Prime Minister Fumio Kishida instructed the education ministry on Sunday to come up with ways for students who have been in close contact with those infected by the omicron COVID-19 variant to safely take school entrance examinations without putting others at risk, sources close to Kishida said.
Options may include allowing such people to take tests in separate rooms, according to the sources. Kishida’s instructions came at a time when community-acquired omicron infection cases are starting to spread around the country.
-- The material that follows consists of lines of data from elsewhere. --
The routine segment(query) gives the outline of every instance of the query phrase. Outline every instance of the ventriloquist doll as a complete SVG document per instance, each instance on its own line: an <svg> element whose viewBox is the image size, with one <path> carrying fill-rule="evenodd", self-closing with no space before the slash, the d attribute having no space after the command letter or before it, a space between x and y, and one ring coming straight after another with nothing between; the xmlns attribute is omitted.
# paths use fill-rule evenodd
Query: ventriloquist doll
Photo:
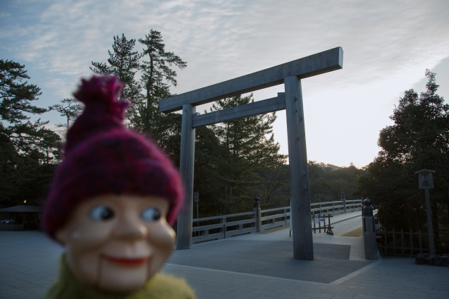
<svg viewBox="0 0 449 299"><path fill-rule="evenodd" d="M94 76L74 94L85 109L43 213L44 231L66 247L46 298L195 298L184 280L159 273L184 198L179 173L123 125L122 88L115 77Z"/></svg>

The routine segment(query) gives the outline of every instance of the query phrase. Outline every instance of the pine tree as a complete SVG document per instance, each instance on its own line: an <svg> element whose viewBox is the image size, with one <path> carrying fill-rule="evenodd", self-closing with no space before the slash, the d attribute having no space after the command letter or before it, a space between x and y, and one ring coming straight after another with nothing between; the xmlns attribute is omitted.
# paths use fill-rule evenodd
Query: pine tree
<svg viewBox="0 0 449 299"><path fill-rule="evenodd" d="M40 89L28 84L25 66L0 60L0 206L39 204L59 161L59 136L40 119L32 123L25 114L49 110L33 106ZM39 190L39 193L30 193Z"/></svg>
<svg viewBox="0 0 449 299"><path fill-rule="evenodd" d="M252 94L226 98L216 102L211 111L252 102ZM250 188L266 182L262 173L285 161L285 156L278 154L279 144L275 142L273 135L272 125L276 118L273 113L212 126L220 149L210 157L214 168L209 171L209 176L216 181L214 197L221 203L221 213L250 209L254 195L248 194Z"/></svg>
<svg viewBox="0 0 449 299"><path fill-rule="evenodd" d="M118 77L125 85L121 97L131 103L130 113L137 109L141 97L140 87L135 79L135 75L139 69L139 60L142 55L137 51L133 51L135 46L135 39L128 40L124 33L121 37L118 35L114 36L112 52L108 50L108 63L92 61L93 68L90 68L95 73Z"/></svg>
<svg viewBox="0 0 449 299"><path fill-rule="evenodd" d="M140 65L144 99L130 121L133 127L150 135L166 150L173 136L180 138L180 135L177 135L177 132L180 132L180 118L173 114L161 114L159 101L170 97L171 85L177 85L176 72L171 67L174 66L182 70L187 66L187 62L173 52L166 51L163 42L161 32L153 30L145 35L144 39L139 39L145 47L142 53L145 60Z"/></svg>
<svg viewBox="0 0 449 299"><path fill-rule="evenodd" d="M431 204L436 245L440 231L449 228L449 105L436 94L435 74L426 71L427 90L419 96L405 91L390 118L394 125L381 130L381 150L359 178L359 194L365 194L379 209L378 217L388 228L424 229L424 193L414 171L436 171ZM449 238L449 236L447 236Z"/></svg>
<svg viewBox="0 0 449 299"><path fill-rule="evenodd" d="M70 121L74 121L82 111L82 104L75 99L67 98L61 99L61 104L56 104L51 108L59 112L61 116L67 118L67 123L59 123L56 126L68 130Z"/></svg>

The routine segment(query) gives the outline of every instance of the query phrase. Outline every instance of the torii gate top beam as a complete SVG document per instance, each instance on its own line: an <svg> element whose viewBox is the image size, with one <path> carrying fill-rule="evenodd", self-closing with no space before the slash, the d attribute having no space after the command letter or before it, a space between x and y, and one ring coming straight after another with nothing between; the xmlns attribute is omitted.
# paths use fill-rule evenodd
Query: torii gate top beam
<svg viewBox="0 0 449 299"><path fill-rule="evenodd" d="M343 67L343 50L341 47L338 47L221 83L161 99L159 110L165 113L173 112L181 110L183 105L186 104L201 105L278 85L283 84L284 78L289 76L295 75L302 79L339 70Z"/></svg>

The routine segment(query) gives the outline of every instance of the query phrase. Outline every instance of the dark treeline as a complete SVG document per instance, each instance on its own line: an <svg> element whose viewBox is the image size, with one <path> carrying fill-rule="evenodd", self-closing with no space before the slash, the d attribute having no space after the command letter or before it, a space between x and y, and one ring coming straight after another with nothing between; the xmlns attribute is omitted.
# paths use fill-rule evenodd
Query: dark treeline
<svg viewBox="0 0 449 299"><path fill-rule="evenodd" d="M173 95L175 69L187 62L166 51L161 32L150 30L136 40L113 37L106 62L92 62L96 73L115 75L125 83L122 98L131 103L126 124L154 140L179 165L182 116L161 114L159 101ZM0 207L41 205L51 176L60 161L61 138L30 114L51 109L67 118L68 127L81 106L73 99L48 108L33 106L41 95L28 84L25 66L0 61ZM436 171L431 190L433 231L437 247L448 247L449 235L449 106L436 94L435 74L427 71L427 90L419 96L405 92L391 116L395 124L381 131L379 156L363 169L351 164L338 167L309 162L312 203L369 197L379 209L378 218L387 228L426 230L424 191L418 189L414 171ZM216 102L209 111L253 102L252 94ZM253 198L262 209L290 205L290 174L287 156L279 154L272 125L276 114L254 116L196 129L194 191L199 193L200 217L250 212ZM194 206L196 209L196 205ZM196 216L196 211L194 215Z"/></svg>
<svg viewBox="0 0 449 299"><path fill-rule="evenodd" d="M388 230L426 232L424 190L418 188L421 169L436 171L430 189L436 249L449 252L449 105L437 94L436 74L421 94L405 91L390 116L394 125L381 130L381 151L359 179L358 194L369 197Z"/></svg>
<svg viewBox="0 0 449 299"><path fill-rule="evenodd" d="M134 50L135 39L128 40L124 35L114 37L107 62L92 62L91 70L120 78L125 83L122 97L131 102L126 118L128 126L154 140L178 165L181 116L161 114L159 101L173 95L170 87L177 84L173 68L183 69L187 62L165 50L158 31L150 30L138 42L144 46L141 52ZM17 86L20 80L28 78L25 66L11 61L2 61L2 63L4 78L13 75L12 66L21 70L22 77L11 79L16 80ZM8 75L8 72L11 74ZM58 149L61 140L44 128L47 123L24 123L27 116L20 113L42 114L55 109L67 118L66 123L59 125L66 129L82 106L73 99L63 99L61 104L48 109L37 108L30 102L38 99L39 87L22 84L20 88L26 89L27 93L24 92L26 94L20 97L14 90L19 87L11 83L12 81L8 85L8 82L2 80L2 85L9 86L7 92L10 97L9 102L4 97L1 104L2 121L10 126L1 126L0 207L23 205L24 200L27 205L39 205L60 161ZM13 104L18 100L22 101L22 106ZM215 102L210 111L253 101L252 94L223 99ZM6 112L3 111L16 118L7 118L4 116ZM199 193L200 216L250 211L254 196L260 198L263 209L290 205L287 156L278 153L279 145L274 141L272 132L276 118L273 113L197 128L195 191ZM28 130L20 131L20 128ZM309 169L312 202L339 200L341 192L347 200L354 198L352 194L357 188L355 178L361 170L354 166L341 168L314 161L309 162Z"/></svg>

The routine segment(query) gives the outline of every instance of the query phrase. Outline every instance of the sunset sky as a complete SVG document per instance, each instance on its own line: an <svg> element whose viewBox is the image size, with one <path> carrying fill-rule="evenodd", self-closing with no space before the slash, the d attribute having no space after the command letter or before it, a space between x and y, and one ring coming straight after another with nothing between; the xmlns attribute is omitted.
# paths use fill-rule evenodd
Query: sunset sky
<svg viewBox="0 0 449 299"><path fill-rule="evenodd" d="M342 47L343 69L302 80L307 156L363 166L376 156L400 97L425 90L426 68L448 98L448 16L447 0L2 0L0 59L25 64L29 83L42 88L35 104L48 106L72 97L80 78L92 75L91 61L106 62L122 33L137 39L161 31L166 50L187 62L171 90L177 94ZM274 138L288 154L285 111L277 115ZM64 122L54 111L39 117Z"/></svg>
With less than a month to go until the Jan. 15-16 unified university entrance exams organized by the National Center for University Entrance Examinations, the ministry will rush to research specific measures with experts and announce a decision by the end of the year, the sources said. Kishida is apparently considering measures for high school and junior high school entrance exams as well.
The first case in Japan of the highly transmissible variant was confirmed in late November, and other community-acquired omicron cases have since been found in prefectures including Tokyo and Osaka.
On Dec. 21, Kishida announced a policy that urges people who have been in close contact with those infected with omicron to quarantine at accommodation facilities for 14 days and not at their homes.
Based on this policy, the education ministry on Friday issued guidelines stipulating that such test-takers should attend makeup exams and not be allowed to take regular exams even if they are asymptomatic.
The ministry stance prompted many people online to express sympathy for such test-takers.